Gunvor in Ecuador: Schweizer Justiz eröffnet Strafverfahren

Eineinhalb Jahre nach der Verurteilung in einem massiven Öl-Korruptionsfall in der Republik Kongo, ist der Genfer Rohstoffkonzern erneut im Visier der Schweizer Bundesanwaltschaft. Der Fall betrifft die mutmassliche Bestechung fremder Amtsträger und Geldwäscherei durch einen ehemaligen Mitarbeiter in Ecuador. Public Eye begrüsst das Vorgehen der Strafverfolgungsbehörden, welches in scharfem Kontrast zur Untätigkeit des Bundesrats steht.
© Johis Alarcón/Panos

Der heute kommunizierte Entscheid der Bundesanwaltschaft, ein Strafverfahren gegen Unbekannt zu eröffnen, stützt sich insbesondere auf Gerichtsdokumente aus den seit 2012 von US-Behörden geführten Ermittlungen. Das dortige Justizministeriumwirft einem ehemaligen Gunvor-Mitarbeiter vor, zwischen 2012 und 2019 Mittelsmännern mehr als 70 Millionen Dollar an Provisionen gezahlt zu haben, von denen mindestens 22 Millionen Dollar im Austausch für günstige Verträge in den Taschen von drei ecuadorianischen Beamten gelandet sein sollen. Laut dem Ex-Mitarbeiter, der sich schuldig bekannt hat, hatten gewisse Führungskräfte «Kenntnis von diesem Korruptionsschema». Public Eye enthüllte kürzlich die Details von Gunvors Deals in Ecuador. Die Recherche zeigt, wie das Genfer Handelshaus zum zentralen Akteur im dortigen Rohöl-Geschäft wurde, ohne je eine einzige Ausschreibung dafür gewonnen zu haben.

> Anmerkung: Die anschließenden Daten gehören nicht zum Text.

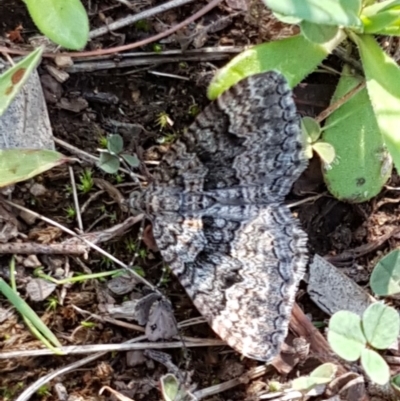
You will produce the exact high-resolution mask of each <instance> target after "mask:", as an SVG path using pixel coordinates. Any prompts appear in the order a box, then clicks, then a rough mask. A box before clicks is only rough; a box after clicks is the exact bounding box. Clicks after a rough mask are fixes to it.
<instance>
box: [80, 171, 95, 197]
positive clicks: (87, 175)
mask: <svg viewBox="0 0 400 401" xmlns="http://www.w3.org/2000/svg"><path fill="white" fill-rule="evenodd" d="M79 180H80V184H78V185H77V187H78V189H79V190H80V191H81V192H83V193H84V194H87V193H89V192H90V191H91V190H92V188H93V186H94V181H93V177H92V170H90V169H85V170H84V171H83V173H82V174H81V175H80V176H79Z"/></svg>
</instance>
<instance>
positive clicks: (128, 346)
mask: <svg viewBox="0 0 400 401" xmlns="http://www.w3.org/2000/svg"><path fill="white" fill-rule="evenodd" d="M146 338H147V337H146V336H141V340H146ZM225 345H226V343H225V342H224V341H222V340H212V339H203V340H202V341H201V342H200V341H199V342H191V341H186V340H185V343H183V342H182V341H170V342H161V343H156V342H144V343H135V344H131V343H128V342H125V343H122V344H94V345H68V346H65V347H58V348H57V350H59V351H60V352H63V353H64V354H65V355H78V354H89V353H92V352H103V351H107V352H113V351H134V350H145V349H175V348H182V347H184V346H185V347H190V348H197V347H221V346H225ZM43 355H53V356H54V352H53V351H51V350H50V349H48V348H43V349H32V350H19V351H9V352H7V351H6V352H0V360H1V359H10V358H23V357H37V356H43Z"/></svg>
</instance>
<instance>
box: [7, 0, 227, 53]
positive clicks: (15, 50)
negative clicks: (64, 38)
mask: <svg viewBox="0 0 400 401" xmlns="http://www.w3.org/2000/svg"><path fill="white" fill-rule="evenodd" d="M220 3H222V0H211V1H210V3H208V4H207V5H206V6H204V7H203V8H202V9H200V10H199V11H197V12H196V13H194V14H193V15H192V16H190V17H189V18H187V19H185V20H184V21H182V22H180V23H179V24H177V25H174V26H173V27H172V28H169V29H167V30H166V31H164V32H161V33H159V34H157V35H154V36H151V37H150V38H147V39H143V40H140V41H139V42H135V43H131V44H129V45H124V46H117V47H113V48H111V49H102V50H93V51H87V52H70V53H69V52H61V53H43V57H48V58H55V57H58V56H68V57H90V56H100V55H105V54H114V53H119V52H122V51H126V50H131V49H136V48H137V47H141V46H145V45H148V44H149V43H153V42H156V41H157V40H160V39H163V38H165V37H166V36H169V35H171V34H172V33H175V32H176V31H179V29H182V28H184V27H185V26H186V25H189V24H190V23H192V22H194V21H196V20H197V19H199V18H200V17H202V16H203V15H204V14H207V13H208V12H209V11H210V10H212V9H213V8H215V7H216V6H217V5H218V4H220ZM0 52H4V53H9V54H19V55H23V56H25V55H27V54H29V53H30V51H25V50H14V49H9V48H8V47H6V46H0Z"/></svg>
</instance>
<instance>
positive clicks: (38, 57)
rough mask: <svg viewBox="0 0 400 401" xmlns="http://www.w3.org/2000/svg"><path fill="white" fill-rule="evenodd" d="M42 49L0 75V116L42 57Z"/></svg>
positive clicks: (34, 53) (2, 112)
mask: <svg viewBox="0 0 400 401" xmlns="http://www.w3.org/2000/svg"><path fill="white" fill-rule="evenodd" d="M42 52H43V48H41V47H39V48H37V49H36V50H35V51H33V52H32V53H30V54H29V55H28V56H26V57H25V58H24V59H23V60H21V61H20V62H19V63H17V64H15V65H14V67H11V68H10V69H8V70H7V71H6V72H5V73H4V74H1V75H0V116H1V115H2V114H3V113H4V112H5V110H6V109H7V107H8V106H9V105H10V103H11V102H12V100H13V99H14V98H15V96H16V95H17V93H18V92H19V91H20V89H21V87H22V86H23V85H24V83H25V82H26V80H27V79H28V78H29V75H30V73H31V72H32V70H34V69H35V68H36V67H37V65H38V64H39V61H40V59H41V57H42Z"/></svg>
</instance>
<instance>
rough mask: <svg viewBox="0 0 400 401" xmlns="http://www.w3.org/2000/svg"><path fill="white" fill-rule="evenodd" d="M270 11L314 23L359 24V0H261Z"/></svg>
mask: <svg viewBox="0 0 400 401" xmlns="http://www.w3.org/2000/svg"><path fill="white" fill-rule="evenodd" d="M263 2H264V3H265V4H266V5H267V7H269V8H270V9H271V10H272V11H274V12H276V13H280V14H282V15H286V16H291V17H296V18H300V19H302V20H306V21H310V22H313V23H315V24H325V25H338V26H345V27H357V26H361V22H360V19H359V18H358V14H359V12H360V10H361V0H344V1H342V0H323V1H321V0H301V1H299V0H263Z"/></svg>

Der Fall erinnert stark an einen anderen Gunvor-Skandal. Im Oktober 2019 wurde das Unternehmen von der Schweizer Justiz im Zusammenhang mit Korruptionshandlungen in der Republik Kongo und in der Elfenbeinküste verurteilt. Bezüglich der firmeninternen Compliance wirft die zeitliche Überschneidung der beiden Fälle Fragen auf. Während die Schweizer Ermittlungen im Zusammenhang mit den Afrika-Deals in vollem Gange waren, richtete der ehemalige Mitarbeiter von Gunvor als Berater in Lateinamerika komplexe Offshore-Konten ein, um drei ecuadorianische Beamte zu vergüten. Im Strafbefehl vom 14. Oktober 2019 hielt die Schweizer Justiz fest, dass der Rohstoffhändler weder «über ein Compliance-Programm» noch «über ein internes Audit» verfügte.

Seit Jahren unternehmen die Bundesbehörden nichts, um die offensichtlichen Korruptionsgefahren im Schweizer Rohstoffsektor einzudämmen. Angesichts riesiger Regulierungslücken und der Unredlichkeit von Rohstoffhändlern, die behaupten, eine «Null-Toleranz-Politik gegenüber Korruption» zu verfolgen, muss die Justiz immer öfters als Feuerwehr agieren. Public Eye fordert den Bundesrat deshalb auf, eine spezifische Gesetzgebung und eine Aufsichtsbehörde zu schaffen, um diesen Sektor zu überwachen, der Risiken zum Geschäftsmodell gemacht hat.